Puji Hartono ยท Senin, 18 Desember 2017 - 16:34:00 WIB
8 Penambang Pasir Tewas Tertimbun Longsor di Magelang
Alat berat mengevakuasi penambang pasir yang tertimbun longsor di kawasan pertambangan galian C di Desa Kaliurang, Kecamatan Srumbung, Kabupaten Magelang, Jateng, Senin (18/12/2017). (Foto: iNews/ Puji Hartono)

MAGELANG, iNews.id – Bencana longsor kembali melanda lokasi penambangan galian pasir di kawasan Sungai Bebeng, Kabupaten Magelang, Jawa Tengah, Senin siang (18/12/2017). Belasan penambang pasir yang tengah melakukan aktivitas penambangan di kawasan puncak Gunung Merapi itu tertimbun dan delapan orang di antaranya meninggal dunia.
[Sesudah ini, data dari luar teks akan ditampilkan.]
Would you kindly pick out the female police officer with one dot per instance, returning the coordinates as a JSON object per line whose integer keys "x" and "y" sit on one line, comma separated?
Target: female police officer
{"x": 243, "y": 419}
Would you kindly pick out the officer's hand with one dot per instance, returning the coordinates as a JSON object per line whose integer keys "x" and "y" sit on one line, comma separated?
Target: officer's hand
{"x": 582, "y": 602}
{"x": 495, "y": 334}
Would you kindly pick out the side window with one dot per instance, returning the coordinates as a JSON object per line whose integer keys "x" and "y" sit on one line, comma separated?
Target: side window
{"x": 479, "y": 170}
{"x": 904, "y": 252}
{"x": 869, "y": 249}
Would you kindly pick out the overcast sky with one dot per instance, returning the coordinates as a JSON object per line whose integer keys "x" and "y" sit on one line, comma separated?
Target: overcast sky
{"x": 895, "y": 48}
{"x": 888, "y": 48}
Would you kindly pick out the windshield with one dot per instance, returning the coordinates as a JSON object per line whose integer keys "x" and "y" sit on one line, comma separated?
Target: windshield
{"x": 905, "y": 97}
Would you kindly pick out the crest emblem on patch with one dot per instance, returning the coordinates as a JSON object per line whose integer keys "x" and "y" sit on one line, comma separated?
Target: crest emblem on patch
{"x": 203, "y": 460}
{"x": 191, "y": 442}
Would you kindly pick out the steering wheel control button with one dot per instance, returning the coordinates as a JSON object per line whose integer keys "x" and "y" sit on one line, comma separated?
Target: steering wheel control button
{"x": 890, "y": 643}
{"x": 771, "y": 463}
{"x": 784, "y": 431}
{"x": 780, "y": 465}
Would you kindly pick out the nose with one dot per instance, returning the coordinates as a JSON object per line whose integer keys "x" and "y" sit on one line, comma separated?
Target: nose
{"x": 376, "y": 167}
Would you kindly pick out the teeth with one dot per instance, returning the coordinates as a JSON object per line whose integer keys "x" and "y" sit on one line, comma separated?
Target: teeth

Kejadian tersebut terjadi pada pukul 09.30 WIB pagi, saat sejumlah penambang manual melakukan aktivitas penambangan di bantaran Sungai Bebeng. Saat penambang mengambil sebagian pasir dari bawah, tiba-tiba tebing setinggi 30 meter longsor hingga menimpa belasan penambang.

Hingga tadi, petugas Badan Penanggulangan Bencana Daerah (BPBD), Tim SAR, TNI-Polri, dan relawan berhasil mengevakuasi belasan korban. Sedikitnya delapan korban ditemukan dalam kondisi meninggal dunia dan delapan korban lain mengalami luka berat.

Adapun delapan korban meninggal dunia di antaranya, Zaenudin (32), warga Dusun Kemburan, Desa Jumoyo, Kecamatan Salam; Iwan Dwi (34), warga Dusun Kemburan, Desa Jumoyo, Kecamatan Salam; Suparno, warga Dusun Dermo, Desa Bringin, Kecamatan Srumbung, dan Heri Setiawan, Dusun Kemburan, Desa Bringin, Kecamatan Srumbung. Empat korban meninggal lainnya masih diidentifikasi.

Sementara korban luka dan selamat, Herman (27), warga Dusun Kudusan, Desa Tirto, Kecamatan Grabag; Sukaedi (35); warga Dusun Kudusan, Desa Tirto, Kecamatan Grabag; Nur Kholik (20), warga Dusun Kudusan, Desa Tirto, Kecamatan Grabag; Harsoyo (30), warga Ngeren Grabag; Asnawi (22), warga Garungan Grabag; Samsuri (30), warga Dusun Jamblangan, Desa Bringin, Kecamatan Srumbung; Royani (30), warga Dusun Jamblangan, Desa Bringin, Kecamatan Srumbung; Suyatno (38), warga Desa Godean, Sleman.

Diperkirakan masih terdapat penambang yang tertimbun longsor, namun belum diketahui jumlahnya karena sejak awal tidak diketahui jumlah pasti masyarakat yang sedang menambang pasir dan batu pada saat itu.

Kepala Pusat Data Informasi dan Humas Badan Nasional Penanggulangan Bencana (BNPB) Sutopo Purwo Nugroho memaparkan, kejadian musibah longsor ini bukan yang pertama kali. Sebelumnya pernah juga terjadi beberapa kali penambang pasir tertimbun longsor di daerah Magelang. Kondisi tebing lereng yang ditambang yang hampir tegak lurus di kawasan pertambangan galian C ini juga membahayakan masyarakat sekitarnya. Namun, penambangan masih terus berlangsung. “Kondisi ini tentu sangat berbahaya, apalagi dengan meningkatnya curah hujan akan makin mudah untuk terjadi longsor,” kata Sutopo.